They do: http://www.dianshengtoys.com/view_picture.asp?PRODUCT_ID=116


----------



## Statical (Oct 3, 2008)

Anyway i dont really like the type E. It locks alot and the corner caps suck. I have never tried modding it though. What do u all think?


----------



## fcwy1 (Oct 3, 2008)

i see. sorry for the wrong infomation 
i have been getting cubes from some other china website related to this website and they say don't have.

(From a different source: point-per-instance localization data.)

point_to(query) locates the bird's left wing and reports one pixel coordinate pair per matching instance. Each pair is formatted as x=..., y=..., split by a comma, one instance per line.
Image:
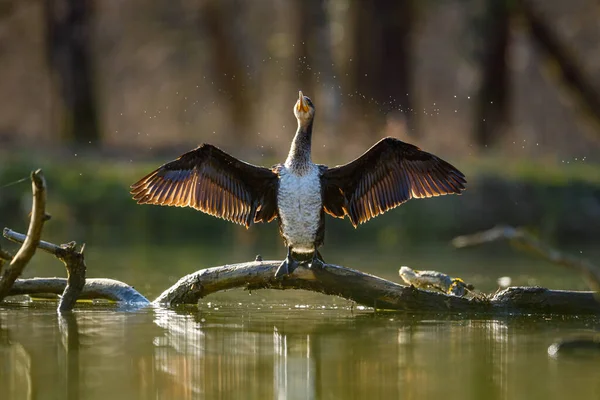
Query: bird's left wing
x=212, y=181
x=385, y=176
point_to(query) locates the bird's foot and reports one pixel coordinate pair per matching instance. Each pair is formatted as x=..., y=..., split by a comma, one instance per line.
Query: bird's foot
x=287, y=267
x=317, y=261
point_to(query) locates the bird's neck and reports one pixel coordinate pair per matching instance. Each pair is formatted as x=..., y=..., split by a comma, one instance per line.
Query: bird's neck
x=299, y=159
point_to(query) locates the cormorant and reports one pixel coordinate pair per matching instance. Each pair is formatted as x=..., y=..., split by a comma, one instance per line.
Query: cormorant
x=298, y=192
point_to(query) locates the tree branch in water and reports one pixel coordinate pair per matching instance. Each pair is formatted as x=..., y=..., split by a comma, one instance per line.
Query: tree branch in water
x=95, y=288
x=372, y=291
x=36, y=224
x=527, y=241
x=72, y=259
x=75, y=286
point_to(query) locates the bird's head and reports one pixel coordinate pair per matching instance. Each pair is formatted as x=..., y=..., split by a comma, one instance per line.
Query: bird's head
x=304, y=110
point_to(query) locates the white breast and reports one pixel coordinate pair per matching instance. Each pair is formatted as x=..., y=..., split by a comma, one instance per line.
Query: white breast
x=299, y=202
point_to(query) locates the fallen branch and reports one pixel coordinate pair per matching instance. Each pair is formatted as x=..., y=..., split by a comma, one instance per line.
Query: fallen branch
x=36, y=223
x=372, y=291
x=525, y=240
x=95, y=288
x=72, y=259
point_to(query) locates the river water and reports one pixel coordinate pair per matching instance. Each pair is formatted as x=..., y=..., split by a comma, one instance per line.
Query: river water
x=290, y=344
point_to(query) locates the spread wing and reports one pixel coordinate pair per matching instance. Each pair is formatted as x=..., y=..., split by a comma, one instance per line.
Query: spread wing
x=385, y=176
x=212, y=181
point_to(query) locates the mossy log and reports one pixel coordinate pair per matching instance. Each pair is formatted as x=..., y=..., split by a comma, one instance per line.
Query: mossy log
x=372, y=291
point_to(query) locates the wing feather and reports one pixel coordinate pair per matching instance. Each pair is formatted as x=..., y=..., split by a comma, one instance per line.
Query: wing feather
x=385, y=176
x=213, y=182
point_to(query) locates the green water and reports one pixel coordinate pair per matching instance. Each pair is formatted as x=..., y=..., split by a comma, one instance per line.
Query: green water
x=287, y=351
x=290, y=344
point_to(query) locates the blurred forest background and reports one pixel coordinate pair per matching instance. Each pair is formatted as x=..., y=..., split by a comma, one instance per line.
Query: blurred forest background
x=99, y=93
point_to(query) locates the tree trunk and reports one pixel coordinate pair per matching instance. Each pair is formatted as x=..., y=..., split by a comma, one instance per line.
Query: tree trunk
x=491, y=115
x=68, y=25
x=383, y=55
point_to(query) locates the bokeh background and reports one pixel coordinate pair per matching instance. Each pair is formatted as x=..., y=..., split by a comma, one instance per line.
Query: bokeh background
x=98, y=93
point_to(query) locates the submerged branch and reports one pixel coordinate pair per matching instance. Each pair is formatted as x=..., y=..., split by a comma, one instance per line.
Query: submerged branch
x=74, y=264
x=95, y=288
x=526, y=240
x=75, y=286
x=372, y=291
x=36, y=223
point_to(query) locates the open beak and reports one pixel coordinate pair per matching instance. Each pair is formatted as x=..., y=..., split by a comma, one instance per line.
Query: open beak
x=301, y=104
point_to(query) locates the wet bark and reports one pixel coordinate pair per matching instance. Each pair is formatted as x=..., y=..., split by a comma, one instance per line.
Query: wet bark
x=31, y=241
x=372, y=291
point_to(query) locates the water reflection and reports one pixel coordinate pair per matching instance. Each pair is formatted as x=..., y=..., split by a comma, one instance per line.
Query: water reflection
x=283, y=354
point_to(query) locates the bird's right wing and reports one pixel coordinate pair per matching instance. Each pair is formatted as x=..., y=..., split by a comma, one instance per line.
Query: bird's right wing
x=212, y=181
x=385, y=176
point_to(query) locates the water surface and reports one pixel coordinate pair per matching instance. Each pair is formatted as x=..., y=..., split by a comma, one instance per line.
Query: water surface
x=321, y=348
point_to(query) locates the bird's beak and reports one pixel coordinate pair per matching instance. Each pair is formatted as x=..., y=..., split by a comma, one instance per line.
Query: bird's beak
x=301, y=104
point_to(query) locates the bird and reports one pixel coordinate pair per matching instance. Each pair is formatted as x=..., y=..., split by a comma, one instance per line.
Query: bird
x=298, y=193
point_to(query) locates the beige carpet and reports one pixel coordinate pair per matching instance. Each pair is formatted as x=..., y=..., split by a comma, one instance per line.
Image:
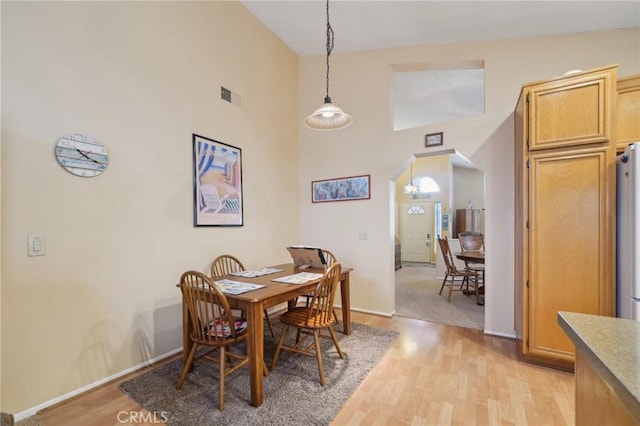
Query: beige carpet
x=417, y=297
x=292, y=392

type E must take quite long to get used to. the corner caps can be super glued, though difficult.
overall, it's quite good


----------



## Guoguodi (Oct 3, 2008)

On a side note (and sorry for going off-topic), but has anyone been waiting a while on their C4Y orders? I made one on 15th September and it still hasn't shipped, although it's verified as paid. It's just odd as in the past they've been very prompt. I'm wondering who to contact about this.


----------



## fcwy1 (Oct 3, 2008)

Can contact 
[email protected]
sometimes, orders can get lost when shipped. so pray hard.


----------



## Statical (Oct 9, 2008)

So now i want to get a cube? Is old type a good and is there a difference between white and black in the sense that one is better than the other?


----------



## fcwy1 (Oct 9, 2008)

The only type A that is good is the old old type A(1st type A)
white and black cubes have no difference.


----------



## Littlegupper (Oct 10, 2008)

fcwy1 said:


> The only type A that is good is the old old type A(1st type A)
> white and black cubes have no difference.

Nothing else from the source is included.